During the 2025 Men’s Handball World Championship, Denmark’s opening matches against nations like Algeria and Tunisia drew approximately 1.0 - 1.1 million viewers. However, as soon as the tournament reached the semi-finals and the final, those figures exploded to over 2.1 million. The 2025 final achieved a staggering "share" of 91.7% of all active televisions in Denmark. This proves that while interest in the big moments remains intact, fans have become "event tourists" who skip the initial "irrelevant" matches.

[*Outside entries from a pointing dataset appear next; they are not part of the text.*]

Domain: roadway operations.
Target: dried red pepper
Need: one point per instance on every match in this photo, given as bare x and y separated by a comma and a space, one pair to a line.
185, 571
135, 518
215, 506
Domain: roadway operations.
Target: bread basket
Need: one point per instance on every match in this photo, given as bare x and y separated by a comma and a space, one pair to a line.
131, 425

High Stakes for FIFA’s New Format 

By expanding to 48 teams and 104 matches, FIFA is creating a structure with numerous "lopsided" matchups in the early stages. The risk is that the first 14 days of the World Cup will become a commercial wasteland, with the broad audience only connecting at the very end.

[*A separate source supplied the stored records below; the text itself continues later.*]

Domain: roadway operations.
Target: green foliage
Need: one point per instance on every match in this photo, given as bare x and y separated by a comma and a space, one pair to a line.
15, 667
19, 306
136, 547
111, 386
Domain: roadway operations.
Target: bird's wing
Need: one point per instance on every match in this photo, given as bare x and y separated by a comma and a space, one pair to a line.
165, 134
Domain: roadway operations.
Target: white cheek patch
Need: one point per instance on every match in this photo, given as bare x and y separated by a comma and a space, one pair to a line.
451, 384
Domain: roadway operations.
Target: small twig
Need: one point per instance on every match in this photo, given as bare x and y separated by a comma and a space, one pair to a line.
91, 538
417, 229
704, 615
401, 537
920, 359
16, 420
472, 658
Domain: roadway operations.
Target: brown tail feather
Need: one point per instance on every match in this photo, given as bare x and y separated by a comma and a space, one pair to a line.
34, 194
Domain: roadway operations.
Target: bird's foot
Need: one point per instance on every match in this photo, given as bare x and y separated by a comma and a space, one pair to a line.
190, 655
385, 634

Streaming Loyalty in Freefall

Analyses from AGF (Germany) and BARB (UK) show that streaming viewers are far less loyal than traditional TV audiences. This problem is amplified by the technological shift. The 14-29 age demographic, in particular, will leave a stream with a single click if a match lacks intensity. Data from the German market documents that loyalty is crumbling as viewers transition to streaming. Fans are opting out of the "irrelevant minutes" and only tuning in when something is truly at stake.

Analysis: 48 teams is “risky”

An increasing number of fans are choosing 5-minute social media highlights over the full 90 minutes of live action. The national team no longer "owns" people's attention for an hour and a half unless it is an absolute top-tier clash. It is a paradox: interest in the trophy itself is greater than ever, but the road to getting there is becoming irrelevant. For national federations like the FFF, this selective interest is a direct threat to their core business.

New viewer habits makes troubling thoughts

FIFA is attempting to meet this "attention crisis" with more teams and more matches, but the result may be the exact opposite: a historically indifferent opening to the world’s greatest stage, because viewers have learned to wait until it actually matters. For the French national team, this is no longer a hypothetical scenario, but a jarring reality despite a successful sporting build-up.

Sources: SportBuzzBusiness: Tournée des Bleus aux US, Dansk Håndbold: Over to millioner så VM-finalen 2025, EHF Euro 2026: Record TV audiences at Men’s EHF EURO, AGF Videoforschung (Tyskland), BARB (UK), FIFA: World Cup 2026 Format Expansion.